Zhang Dengyong, Li Xinrui, Wang Zhonglin, Fan Jingyuan, Yang Yuhang, Han Sophia, Sun Wanliang, Wang Dongdong, Zhou Shuo, Liu Zhong, Chen Shihao, Yang Yan, Zhu Yan, Lu Zheng
Department of General Surgery, The First Affiliated Hospital of Bengbu Medical University, Bengbu, Anhui, China.
Biology Department, Bates College, Lewiston, ME, United States.
Front Immunol. 2025 Jun 16;16:1614683. doi: 10.3389/fimmu.2025.1614683. eCollection 2025.
The treatment of cholangiocarcinoma (CCA) continues to face numerous clinical challenges, including the prediction of sensitivity to immunotherapy and the development of preoperative diagnostic models.

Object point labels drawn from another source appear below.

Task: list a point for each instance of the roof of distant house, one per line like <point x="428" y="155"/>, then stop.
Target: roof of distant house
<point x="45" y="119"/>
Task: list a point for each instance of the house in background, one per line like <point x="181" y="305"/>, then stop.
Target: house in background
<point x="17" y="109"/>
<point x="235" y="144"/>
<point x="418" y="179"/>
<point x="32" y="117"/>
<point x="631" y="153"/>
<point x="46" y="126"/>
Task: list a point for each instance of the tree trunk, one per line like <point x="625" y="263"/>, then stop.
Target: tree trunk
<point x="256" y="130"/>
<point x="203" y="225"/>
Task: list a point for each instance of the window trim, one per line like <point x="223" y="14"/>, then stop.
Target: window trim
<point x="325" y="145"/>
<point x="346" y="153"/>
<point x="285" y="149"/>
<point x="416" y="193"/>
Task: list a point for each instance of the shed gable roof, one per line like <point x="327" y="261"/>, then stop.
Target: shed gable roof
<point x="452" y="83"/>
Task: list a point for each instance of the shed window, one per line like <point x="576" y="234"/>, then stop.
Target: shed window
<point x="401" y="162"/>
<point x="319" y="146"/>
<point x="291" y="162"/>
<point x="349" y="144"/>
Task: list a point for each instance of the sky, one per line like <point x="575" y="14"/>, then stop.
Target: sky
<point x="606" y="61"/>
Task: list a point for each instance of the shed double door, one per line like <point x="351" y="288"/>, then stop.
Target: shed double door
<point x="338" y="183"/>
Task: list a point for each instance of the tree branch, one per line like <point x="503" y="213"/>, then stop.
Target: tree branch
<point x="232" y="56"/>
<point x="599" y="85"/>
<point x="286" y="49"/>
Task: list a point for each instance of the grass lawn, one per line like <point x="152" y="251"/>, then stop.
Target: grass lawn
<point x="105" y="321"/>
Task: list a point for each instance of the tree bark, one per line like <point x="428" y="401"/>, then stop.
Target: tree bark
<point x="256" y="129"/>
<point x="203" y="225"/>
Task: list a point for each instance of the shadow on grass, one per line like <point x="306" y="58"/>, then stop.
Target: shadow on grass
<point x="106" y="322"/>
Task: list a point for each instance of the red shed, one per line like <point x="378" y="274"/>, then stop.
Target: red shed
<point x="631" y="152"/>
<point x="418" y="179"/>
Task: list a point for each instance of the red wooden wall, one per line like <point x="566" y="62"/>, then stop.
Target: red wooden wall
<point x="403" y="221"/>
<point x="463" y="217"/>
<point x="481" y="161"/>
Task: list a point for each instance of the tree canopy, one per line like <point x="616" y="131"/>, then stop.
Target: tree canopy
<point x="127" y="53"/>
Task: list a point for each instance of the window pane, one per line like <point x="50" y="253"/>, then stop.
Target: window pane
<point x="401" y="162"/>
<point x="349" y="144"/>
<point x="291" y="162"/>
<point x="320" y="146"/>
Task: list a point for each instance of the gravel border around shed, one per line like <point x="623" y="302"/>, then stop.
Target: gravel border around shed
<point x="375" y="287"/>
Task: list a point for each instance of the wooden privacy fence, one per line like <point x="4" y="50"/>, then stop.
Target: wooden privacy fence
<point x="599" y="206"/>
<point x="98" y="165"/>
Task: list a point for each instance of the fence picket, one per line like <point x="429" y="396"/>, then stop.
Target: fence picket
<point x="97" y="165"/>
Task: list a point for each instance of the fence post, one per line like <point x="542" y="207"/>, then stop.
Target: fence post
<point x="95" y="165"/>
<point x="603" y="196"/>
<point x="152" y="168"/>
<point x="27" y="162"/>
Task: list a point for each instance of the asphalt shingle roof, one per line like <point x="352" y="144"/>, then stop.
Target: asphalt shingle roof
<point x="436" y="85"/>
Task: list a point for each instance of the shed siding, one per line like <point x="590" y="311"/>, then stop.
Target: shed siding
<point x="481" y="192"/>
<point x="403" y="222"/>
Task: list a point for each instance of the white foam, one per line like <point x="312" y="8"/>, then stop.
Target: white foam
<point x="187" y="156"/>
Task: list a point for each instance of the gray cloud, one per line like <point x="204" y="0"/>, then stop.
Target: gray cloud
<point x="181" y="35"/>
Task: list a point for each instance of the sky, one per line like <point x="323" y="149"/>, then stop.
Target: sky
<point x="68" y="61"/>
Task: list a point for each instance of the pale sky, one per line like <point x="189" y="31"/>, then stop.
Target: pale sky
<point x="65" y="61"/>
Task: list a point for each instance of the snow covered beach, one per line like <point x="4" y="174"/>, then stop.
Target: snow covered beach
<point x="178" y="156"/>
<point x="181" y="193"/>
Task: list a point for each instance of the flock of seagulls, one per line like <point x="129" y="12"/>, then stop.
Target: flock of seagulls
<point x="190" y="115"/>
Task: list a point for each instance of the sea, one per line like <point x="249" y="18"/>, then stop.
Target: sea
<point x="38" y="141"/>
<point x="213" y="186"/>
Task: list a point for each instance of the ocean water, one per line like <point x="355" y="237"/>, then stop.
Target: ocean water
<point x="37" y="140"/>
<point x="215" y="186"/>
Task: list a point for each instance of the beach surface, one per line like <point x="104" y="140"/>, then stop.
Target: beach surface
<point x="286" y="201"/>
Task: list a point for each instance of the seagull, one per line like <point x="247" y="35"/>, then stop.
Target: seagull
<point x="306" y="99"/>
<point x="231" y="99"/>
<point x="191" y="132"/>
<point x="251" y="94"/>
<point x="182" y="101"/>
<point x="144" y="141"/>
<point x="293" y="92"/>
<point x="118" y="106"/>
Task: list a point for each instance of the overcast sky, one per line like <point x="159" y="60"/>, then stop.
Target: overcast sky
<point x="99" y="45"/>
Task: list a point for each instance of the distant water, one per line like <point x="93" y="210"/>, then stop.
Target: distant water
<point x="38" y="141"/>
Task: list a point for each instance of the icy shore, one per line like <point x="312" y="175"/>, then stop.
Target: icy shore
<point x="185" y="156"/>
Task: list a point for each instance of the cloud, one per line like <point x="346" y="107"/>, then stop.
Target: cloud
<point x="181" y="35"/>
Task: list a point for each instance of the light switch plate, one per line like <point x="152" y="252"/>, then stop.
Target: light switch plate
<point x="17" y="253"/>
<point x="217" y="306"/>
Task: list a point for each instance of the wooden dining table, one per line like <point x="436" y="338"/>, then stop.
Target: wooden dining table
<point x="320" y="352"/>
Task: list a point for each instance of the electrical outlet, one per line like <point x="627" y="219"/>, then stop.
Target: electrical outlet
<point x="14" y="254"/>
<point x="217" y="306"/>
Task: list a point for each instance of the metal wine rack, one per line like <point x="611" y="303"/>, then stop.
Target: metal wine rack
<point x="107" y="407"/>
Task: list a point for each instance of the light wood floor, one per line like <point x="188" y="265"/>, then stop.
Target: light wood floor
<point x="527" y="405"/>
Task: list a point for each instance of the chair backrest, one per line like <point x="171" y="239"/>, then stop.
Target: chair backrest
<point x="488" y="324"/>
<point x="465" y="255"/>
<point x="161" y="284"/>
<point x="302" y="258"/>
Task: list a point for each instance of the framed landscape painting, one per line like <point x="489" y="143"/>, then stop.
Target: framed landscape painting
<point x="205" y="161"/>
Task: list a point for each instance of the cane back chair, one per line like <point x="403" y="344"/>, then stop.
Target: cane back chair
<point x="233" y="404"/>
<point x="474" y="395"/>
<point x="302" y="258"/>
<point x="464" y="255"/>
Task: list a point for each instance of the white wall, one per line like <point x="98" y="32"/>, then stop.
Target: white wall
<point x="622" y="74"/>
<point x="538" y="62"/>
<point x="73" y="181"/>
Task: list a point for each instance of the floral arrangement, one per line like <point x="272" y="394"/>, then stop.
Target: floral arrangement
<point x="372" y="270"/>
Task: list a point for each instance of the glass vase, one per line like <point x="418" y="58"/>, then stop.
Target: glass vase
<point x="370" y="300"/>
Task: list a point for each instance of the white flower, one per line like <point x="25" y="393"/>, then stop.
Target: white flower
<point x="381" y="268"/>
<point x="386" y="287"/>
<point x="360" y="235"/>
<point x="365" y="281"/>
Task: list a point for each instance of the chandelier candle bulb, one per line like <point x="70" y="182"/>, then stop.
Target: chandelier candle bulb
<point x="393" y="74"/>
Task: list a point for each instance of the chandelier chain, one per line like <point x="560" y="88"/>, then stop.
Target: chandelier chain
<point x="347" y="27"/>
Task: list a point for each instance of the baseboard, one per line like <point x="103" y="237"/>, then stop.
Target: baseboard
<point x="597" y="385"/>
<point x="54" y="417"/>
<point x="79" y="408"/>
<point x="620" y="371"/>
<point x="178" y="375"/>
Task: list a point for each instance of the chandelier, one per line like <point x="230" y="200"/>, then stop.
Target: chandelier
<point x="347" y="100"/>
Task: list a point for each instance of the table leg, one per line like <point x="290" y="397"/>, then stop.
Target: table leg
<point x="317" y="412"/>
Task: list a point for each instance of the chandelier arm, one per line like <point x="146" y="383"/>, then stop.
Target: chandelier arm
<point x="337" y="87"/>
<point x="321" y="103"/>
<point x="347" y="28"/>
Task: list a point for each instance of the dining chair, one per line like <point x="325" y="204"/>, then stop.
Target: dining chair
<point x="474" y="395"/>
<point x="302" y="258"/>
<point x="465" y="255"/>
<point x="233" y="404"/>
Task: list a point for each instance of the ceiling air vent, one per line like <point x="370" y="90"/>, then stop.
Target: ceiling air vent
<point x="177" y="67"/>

In this study, we aimed to address these challenges by collecting bile samples from CCA patients for metabolomic and microbiomic analyses. We also performed immunofluorescence (IF) staining on tissue formalin-fixed, paraffin-embedded (FFPE) blocks to assess the expression of relevant biomarkers. Additionally, we followed up with patients to analyze prognostic indicators based on their survival times. Using advanced machine learning techniques, specifically LASSO regression, we constructed a predictive model to determine the effectiveness of programmed cell death protein 1 (PD-1) inhibitors in treating CCA. The model integrates bile metabolomic data with an Immune Hot-Cold Index (IHC Index) derived from IF results, providing a comprehensive metric of the patient's immune environment.
Our findings revealed significant differences in metabolomic profiles between CCA patients and those with non-malignant liver diseases, as well as between patients with different genetic mutations. The IHC Index successfully differentiated between immune "hot" and "cold" states, correlating strongly with patient responses to immunotherapy. Furthermore, in one CCA patient, the model's predictions were validated, demonstrating high accuracy and clinical relevance.
Our predictive model offers a robust tool for assessing the sensitivity of CCA patients to PD-1 inhibitors, potentially guiding personalized treatment strategies. Additionally, the integration of bile metabolomics with IF data provides a promising approach for developing preoperative diagnostic models, enhancing early detection and treatment planning for CCA.
胆管癌(CCA)的治疗仍面临众多临床挑战,包括免疫治疗敏感性预测和术前诊断模型的开发。
在本研究中,我们旨在通过收集CCA患者的胆汁样本进行代谢组学和微生物组学分析来应对这些挑战。我们还对组织福尔马林固定、石蜡包埋(FFPE)块进行免疫荧光(IF)染色,以评估相关生物标志物的表达。此外,我们对患者进行随访,根据其生存时间分析预后指标。使用先进的机器学习技术,特别是LASSO回归,我们构建了一个预测模型,以确定程序性细胞死亡蛋白1(PD-1)抑制剂治疗CCA的有效性。该模型将胆汁代谢组学数据与从IF结果得出的免疫热冷指数(IHC指数)相结合,提供了患者免疫环境的综合指标。
我们的研究结果显示,CCA患者与非恶性肝病患者之间以及不同基因突变患者之间的代谢组学谱存在显著差异。IHC指数成功区分了免疫“热”和“冷”状态,与患者对免疫治疗的反应密切相关。此外,在一名CCA患者中,该模型的预测得到了验证,显示出高准确性和临床相关性。
我们的预测模型为评估CCA患者对PD-1抑制剂的敏感性提供了一个强大的工具,可能指导个性化治疗策略。此外,胆汁代谢组学与IF数据的整合为开发术前诊断模型提供了一种有前景的方法,可加强CCA的早期检测和治疗规划。